Well, if you believe David Simon's prognostications in Slate, they're likely bemoaning their jobs and hoping to escape the biz.

Based on my informal research and much Google Talking, it's pretty accurate. No one wants to do more with less, and everyone wants to escape and write for a place that doesn't hand out 35 pink slips a quarter. Short inventory of my close newsy homies: three have changed jobs in the past year, and at least two others are on the lookout for better options. Hrm.

From a "what sucked/what rocked about 2006" article:

"David Simon, executive producer, The Wire; former metro desk reporter, The Baltimore Sun
In the year past, we've been given the clearest indications yet as to the future of the daily newspaper in America. And that future is brutal, reductive, and ever-less relevant.

The Los Angeles Times, which thought itself to be in the highest tier of daily journalism and therefore immune to the economic logic, is told to eviscerate itself, and when chief editors refuse, they are summarily dismissed. The Baltimore Sun is hollowed out by a string of buyouts that began more than a decade ago. The Philadelphia Inquirer is confronted with new ownership that demands a news organization with no pretensions beyond covering its circulation area. In their desperation to float their stock prices, the big newspaper chains are slowly strangling the only thing that still makes their daily editions matter: content.

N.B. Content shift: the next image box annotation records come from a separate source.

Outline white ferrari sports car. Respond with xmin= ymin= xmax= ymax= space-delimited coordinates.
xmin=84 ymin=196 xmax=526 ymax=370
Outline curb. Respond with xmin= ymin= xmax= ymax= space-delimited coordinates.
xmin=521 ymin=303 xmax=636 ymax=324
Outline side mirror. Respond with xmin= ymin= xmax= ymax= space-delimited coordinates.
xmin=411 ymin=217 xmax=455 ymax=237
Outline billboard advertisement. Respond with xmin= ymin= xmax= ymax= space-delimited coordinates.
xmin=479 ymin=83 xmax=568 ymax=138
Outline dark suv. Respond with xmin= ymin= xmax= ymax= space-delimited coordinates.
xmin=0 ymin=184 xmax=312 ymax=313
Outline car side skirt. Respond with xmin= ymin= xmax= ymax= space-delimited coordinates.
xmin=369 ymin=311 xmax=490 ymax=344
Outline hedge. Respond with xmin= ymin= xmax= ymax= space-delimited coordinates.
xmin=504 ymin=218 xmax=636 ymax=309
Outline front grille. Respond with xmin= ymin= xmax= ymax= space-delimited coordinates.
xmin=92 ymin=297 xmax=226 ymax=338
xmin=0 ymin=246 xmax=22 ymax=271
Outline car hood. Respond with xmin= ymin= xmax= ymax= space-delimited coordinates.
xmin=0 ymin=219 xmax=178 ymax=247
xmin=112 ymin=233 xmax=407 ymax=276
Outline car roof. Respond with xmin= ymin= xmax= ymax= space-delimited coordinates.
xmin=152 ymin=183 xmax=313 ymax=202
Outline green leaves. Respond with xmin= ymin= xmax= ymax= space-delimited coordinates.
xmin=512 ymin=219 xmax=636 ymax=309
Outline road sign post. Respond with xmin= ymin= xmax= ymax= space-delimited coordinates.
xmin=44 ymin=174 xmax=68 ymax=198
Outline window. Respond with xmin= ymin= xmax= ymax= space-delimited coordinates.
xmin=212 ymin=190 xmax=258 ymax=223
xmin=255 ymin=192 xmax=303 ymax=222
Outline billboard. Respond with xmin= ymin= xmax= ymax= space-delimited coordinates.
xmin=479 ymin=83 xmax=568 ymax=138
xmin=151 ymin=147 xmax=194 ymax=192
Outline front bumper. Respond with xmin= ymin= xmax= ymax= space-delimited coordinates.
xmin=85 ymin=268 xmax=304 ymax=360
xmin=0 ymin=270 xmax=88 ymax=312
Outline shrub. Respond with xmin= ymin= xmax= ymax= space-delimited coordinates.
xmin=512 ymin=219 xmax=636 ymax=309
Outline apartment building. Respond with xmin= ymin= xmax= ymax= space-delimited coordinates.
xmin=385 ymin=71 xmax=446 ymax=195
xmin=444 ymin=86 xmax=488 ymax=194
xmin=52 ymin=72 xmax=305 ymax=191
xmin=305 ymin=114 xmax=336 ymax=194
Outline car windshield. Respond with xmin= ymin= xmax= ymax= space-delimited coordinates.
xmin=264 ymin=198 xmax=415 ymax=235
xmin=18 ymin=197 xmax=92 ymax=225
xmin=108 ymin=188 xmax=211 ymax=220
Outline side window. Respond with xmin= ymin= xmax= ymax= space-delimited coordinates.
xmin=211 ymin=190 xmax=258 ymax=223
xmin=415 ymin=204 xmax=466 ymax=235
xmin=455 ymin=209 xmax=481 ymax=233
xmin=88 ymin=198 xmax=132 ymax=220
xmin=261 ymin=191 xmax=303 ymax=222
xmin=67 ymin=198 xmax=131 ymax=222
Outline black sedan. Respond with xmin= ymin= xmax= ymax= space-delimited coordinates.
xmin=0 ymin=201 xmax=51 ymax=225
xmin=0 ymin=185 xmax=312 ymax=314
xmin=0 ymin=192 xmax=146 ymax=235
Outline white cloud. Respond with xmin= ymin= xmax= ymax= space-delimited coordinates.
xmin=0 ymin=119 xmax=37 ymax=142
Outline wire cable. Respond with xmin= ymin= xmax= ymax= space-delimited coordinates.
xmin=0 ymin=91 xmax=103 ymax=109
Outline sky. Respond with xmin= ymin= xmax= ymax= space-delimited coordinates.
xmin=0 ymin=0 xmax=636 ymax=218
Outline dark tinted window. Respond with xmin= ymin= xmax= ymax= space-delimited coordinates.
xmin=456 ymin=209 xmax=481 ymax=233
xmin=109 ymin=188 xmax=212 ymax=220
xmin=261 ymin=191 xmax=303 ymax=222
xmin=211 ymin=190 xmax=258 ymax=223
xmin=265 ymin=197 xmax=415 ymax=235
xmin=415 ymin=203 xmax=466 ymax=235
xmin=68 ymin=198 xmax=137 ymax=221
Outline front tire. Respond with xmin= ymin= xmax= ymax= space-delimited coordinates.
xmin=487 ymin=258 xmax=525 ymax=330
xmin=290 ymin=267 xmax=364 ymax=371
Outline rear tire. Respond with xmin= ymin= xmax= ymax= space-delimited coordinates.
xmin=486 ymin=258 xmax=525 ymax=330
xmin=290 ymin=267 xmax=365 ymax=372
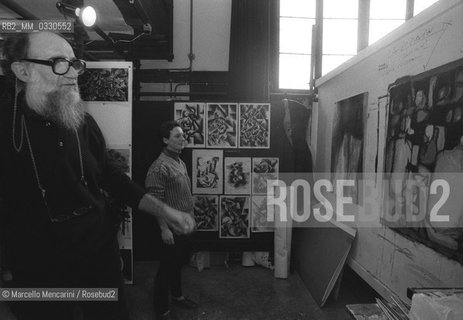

For years, the Kool-Aid drinkers from the home office have journeyed to newsrooms far and wide to explain to the ink-stained rabble that these were new times, that by attritting the numbers in the newsroom, by offering buyouts to veteran reporters, by reducing the news hole, the American newspaper could not only remain viable economically, but could—given effective management—do more with less.

Here's a secret: You cannot do more with less. You do less with less. To gather more news, to investigate more wrongs, to analyze more of the complexity of modern life, you need more experienced reporters.

What now passes for journalism outside the vale of New York or Washington, D.C., is largely an embarrassment. Good people still remain in every American newsroom, and some of them are doing their damnedest to make their product essential. But every month, there are less of them, and every month, some soul-sucking whore from atop the pyramid types yet another memo explaining why this newspaper or that no longer needs a Washington correspondent, or a labor reporter, or foreign coverage. Until the industry begins to believe that content—and only content—matters, then there isn't a power under heaven that can prevent newspapers from meaning less to our world."